Tag Archives: The Can Man

Children’s Literature and Economic Literacy

Many of our books, including this season’s The Can Man deal with economic concepts. We asked Yana V. Rodgers, a professor at Rutgers and head of the Rutgers University Project on Economics and Children, to talk about why and how to teach economics in today’s busy classrooms.

Building Blocks for the Future
Decades of research in economics, education, and early-childhood development have shown that young children enter the primary grades with an experience-based knowledge of economics and that they are quite capable of learning basic economics during the primary grades. The economic lessons that young students learn in their early education form the building blocks toward achieving a solid understanding of economics at higher levels of educational attainment. Students in the primary grades are already gaining a rich exposure to a wide variety of ideas in economics, and they are gaining the skills to apply this new knowledge. The principles taught at a level appropriate for primary-grade students are crucial for a basic understanding of the economic world around them.

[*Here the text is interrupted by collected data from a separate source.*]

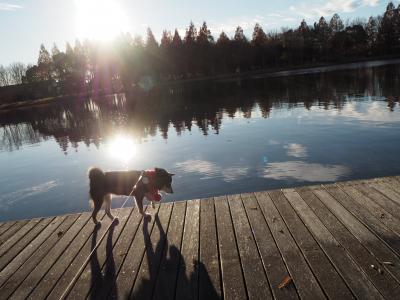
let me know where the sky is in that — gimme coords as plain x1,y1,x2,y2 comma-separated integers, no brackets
0,0,397,65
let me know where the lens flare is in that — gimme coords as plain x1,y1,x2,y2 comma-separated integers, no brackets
75,0,129,41
107,135,137,162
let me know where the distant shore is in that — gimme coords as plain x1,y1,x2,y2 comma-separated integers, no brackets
1,56,400,112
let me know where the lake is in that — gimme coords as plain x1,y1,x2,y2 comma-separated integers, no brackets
1,60,400,222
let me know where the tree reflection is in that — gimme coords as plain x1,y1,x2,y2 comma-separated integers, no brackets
0,64,399,154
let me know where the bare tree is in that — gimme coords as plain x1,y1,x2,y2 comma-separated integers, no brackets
0,65,12,86
9,62,26,84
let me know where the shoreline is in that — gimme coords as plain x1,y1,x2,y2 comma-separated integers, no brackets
1,56,400,112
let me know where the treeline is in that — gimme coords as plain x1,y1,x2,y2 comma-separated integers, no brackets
0,63,28,86
2,2,400,93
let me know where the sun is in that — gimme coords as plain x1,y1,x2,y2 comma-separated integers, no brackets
75,0,129,41
107,135,137,163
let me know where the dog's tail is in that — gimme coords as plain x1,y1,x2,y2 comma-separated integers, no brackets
88,167,105,208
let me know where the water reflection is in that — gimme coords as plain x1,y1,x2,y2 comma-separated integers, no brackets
261,161,350,182
284,143,308,158
0,62,399,154
175,160,250,182
107,135,137,163
1,62,400,221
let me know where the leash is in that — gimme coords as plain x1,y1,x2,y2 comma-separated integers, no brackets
59,171,144,300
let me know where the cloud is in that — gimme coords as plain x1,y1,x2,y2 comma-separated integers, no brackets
284,143,308,158
290,0,380,18
0,181,58,211
207,16,266,35
222,166,249,182
261,161,350,182
269,139,281,145
0,3,22,11
175,159,249,182
267,13,284,18
175,159,220,179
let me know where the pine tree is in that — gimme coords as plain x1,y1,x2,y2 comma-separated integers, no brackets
252,23,267,46
184,21,197,45
329,14,344,33
378,2,396,52
197,22,214,45
160,30,172,48
146,27,159,49
66,42,74,56
217,31,230,45
298,19,310,34
52,43,60,56
365,17,378,50
234,26,247,42
172,29,183,47
37,44,52,65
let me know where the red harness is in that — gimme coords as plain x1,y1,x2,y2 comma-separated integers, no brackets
142,170,162,202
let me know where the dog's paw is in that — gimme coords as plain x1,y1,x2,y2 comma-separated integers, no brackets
143,213,152,222
112,217,120,225
94,221,101,229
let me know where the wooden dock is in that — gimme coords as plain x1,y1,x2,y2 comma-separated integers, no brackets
1,176,400,299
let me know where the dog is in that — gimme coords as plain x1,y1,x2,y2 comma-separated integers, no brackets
88,167,174,225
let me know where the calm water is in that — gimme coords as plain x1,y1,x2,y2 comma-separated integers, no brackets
1,61,400,222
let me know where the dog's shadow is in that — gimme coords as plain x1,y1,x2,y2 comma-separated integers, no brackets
89,214,220,300
129,214,220,300
89,220,117,300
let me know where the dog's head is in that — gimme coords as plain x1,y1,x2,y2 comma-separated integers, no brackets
154,167,175,194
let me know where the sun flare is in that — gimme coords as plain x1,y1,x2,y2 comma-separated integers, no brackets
108,135,137,162
75,0,129,41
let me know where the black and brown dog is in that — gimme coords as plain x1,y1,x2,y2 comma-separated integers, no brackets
88,167,174,224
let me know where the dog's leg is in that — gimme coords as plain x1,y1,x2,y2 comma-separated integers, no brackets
134,195,151,220
104,194,115,221
151,201,155,209
91,196,102,225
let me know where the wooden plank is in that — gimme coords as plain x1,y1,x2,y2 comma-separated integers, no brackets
175,199,200,300
0,217,54,272
8,213,92,300
62,208,132,299
380,177,400,196
320,185,400,282
0,218,54,270
0,214,79,298
350,182,400,221
0,220,26,243
324,184,400,257
0,218,40,257
198,198,222,300
256,191,326,300
241,193,298,300
370,176,400,190
130,202,174,299
0,215,65,285
108,205,161,299
384,176,400,187
228,194,272,300
338,182,400,236
43,212,116,299
87,206,148,299
276,189,354,300
369,181,400,206
296,187,400,299
152,201,186,300
0,221,17,238
214,195,247,300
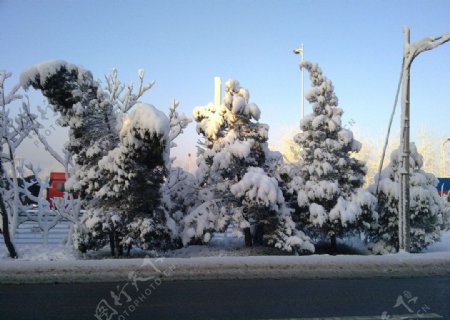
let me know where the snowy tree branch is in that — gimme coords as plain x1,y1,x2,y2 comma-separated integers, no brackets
22,98,67,167
104,68,156,113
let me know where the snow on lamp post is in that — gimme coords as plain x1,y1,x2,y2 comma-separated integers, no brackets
293,44,305,121
399,27,450,252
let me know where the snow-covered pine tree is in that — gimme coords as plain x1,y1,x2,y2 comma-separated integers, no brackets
230,167,314,252
20,60,117,202
368,143,444,254
21,61,173,256
182,79,263,246
288,62,377,253
193,80,263,186
79,104,171,254
442,198,450,231
182,80,313,253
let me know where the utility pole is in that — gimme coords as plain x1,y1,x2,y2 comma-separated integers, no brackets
399,27,450,252
293,44,305,121
399,27,411,252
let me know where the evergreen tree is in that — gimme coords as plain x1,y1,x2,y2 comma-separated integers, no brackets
20,60,117,202
230,167,314,252
21,61,172,256
182,80,313,253
78,104,171,255
288,62,377,253
368,143,444,254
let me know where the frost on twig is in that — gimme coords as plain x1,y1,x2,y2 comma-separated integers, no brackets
103,68,155,113
0,70,47,258
21,97,68,168
168,99,191,148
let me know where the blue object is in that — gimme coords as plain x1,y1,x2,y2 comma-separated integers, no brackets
437,178,450,192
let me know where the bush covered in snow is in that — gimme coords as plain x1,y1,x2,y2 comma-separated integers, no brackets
368,143,444,254
230,167,314,252
286,62,378,252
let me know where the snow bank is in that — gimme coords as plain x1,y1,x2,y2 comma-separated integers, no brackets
1,231,450,284
0,252,449,284
0,245,80,262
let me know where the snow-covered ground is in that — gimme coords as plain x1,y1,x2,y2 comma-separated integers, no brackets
423,231,450,253
0,249,449,284
0,231,449,284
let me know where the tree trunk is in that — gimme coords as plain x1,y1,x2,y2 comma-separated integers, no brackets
109,230,123,257
243,227,252,247
0,192,18,259
330,234,337,255
118,240,124,256
253,223,264,246
114,232,123,257
109,231,115,256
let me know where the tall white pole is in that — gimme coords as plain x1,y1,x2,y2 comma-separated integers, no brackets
398,27,450,253
301,43,305,121
399,26,411,252
293,45,305,122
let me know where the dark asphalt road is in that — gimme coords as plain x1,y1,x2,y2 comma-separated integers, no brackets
0,277,449,319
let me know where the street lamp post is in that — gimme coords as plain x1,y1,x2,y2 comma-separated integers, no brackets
399,28,411,252
293,44,305,121
398,26,450,252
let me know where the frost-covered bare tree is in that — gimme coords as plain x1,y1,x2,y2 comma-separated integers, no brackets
103,68,155,114
0,70,43,258
1,70,81,253
159,99,195,244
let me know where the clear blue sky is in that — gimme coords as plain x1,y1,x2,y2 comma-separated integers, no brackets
1,0,449,172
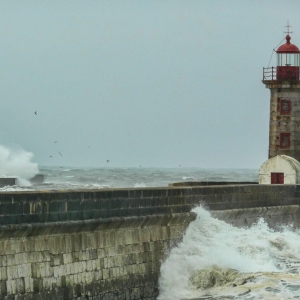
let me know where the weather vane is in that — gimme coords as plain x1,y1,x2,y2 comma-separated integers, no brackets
284,21,293,35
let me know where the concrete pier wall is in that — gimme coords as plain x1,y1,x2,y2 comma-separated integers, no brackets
0,184,300,299
0,178,17,188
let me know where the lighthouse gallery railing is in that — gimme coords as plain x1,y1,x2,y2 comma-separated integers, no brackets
263,66,300,81
263,67,276,80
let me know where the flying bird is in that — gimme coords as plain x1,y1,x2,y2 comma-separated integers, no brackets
54,141,58,143
34,111,38,115
107,160,110,163
58,151,62,157
49,155,53,158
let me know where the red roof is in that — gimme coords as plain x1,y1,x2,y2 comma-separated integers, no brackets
277,35,300,53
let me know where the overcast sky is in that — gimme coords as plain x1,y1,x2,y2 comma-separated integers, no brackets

Educational reforms since the 1960s have led to the development of formal content standards in economics and the infusion of economics as a central component of social studies curricula in every grade level. Because of the standards movement, even elementary school teachers face considerable pressure to teach economic content that is based on state requirements and is often linked to school accreditation and funding. Increasingly crowded curricula are a common issue, and many teachers feel they are too busy to teach economics. As almost all states have added economics to their state-mandated curricula in the primary grades, teaching strategies have needed to change.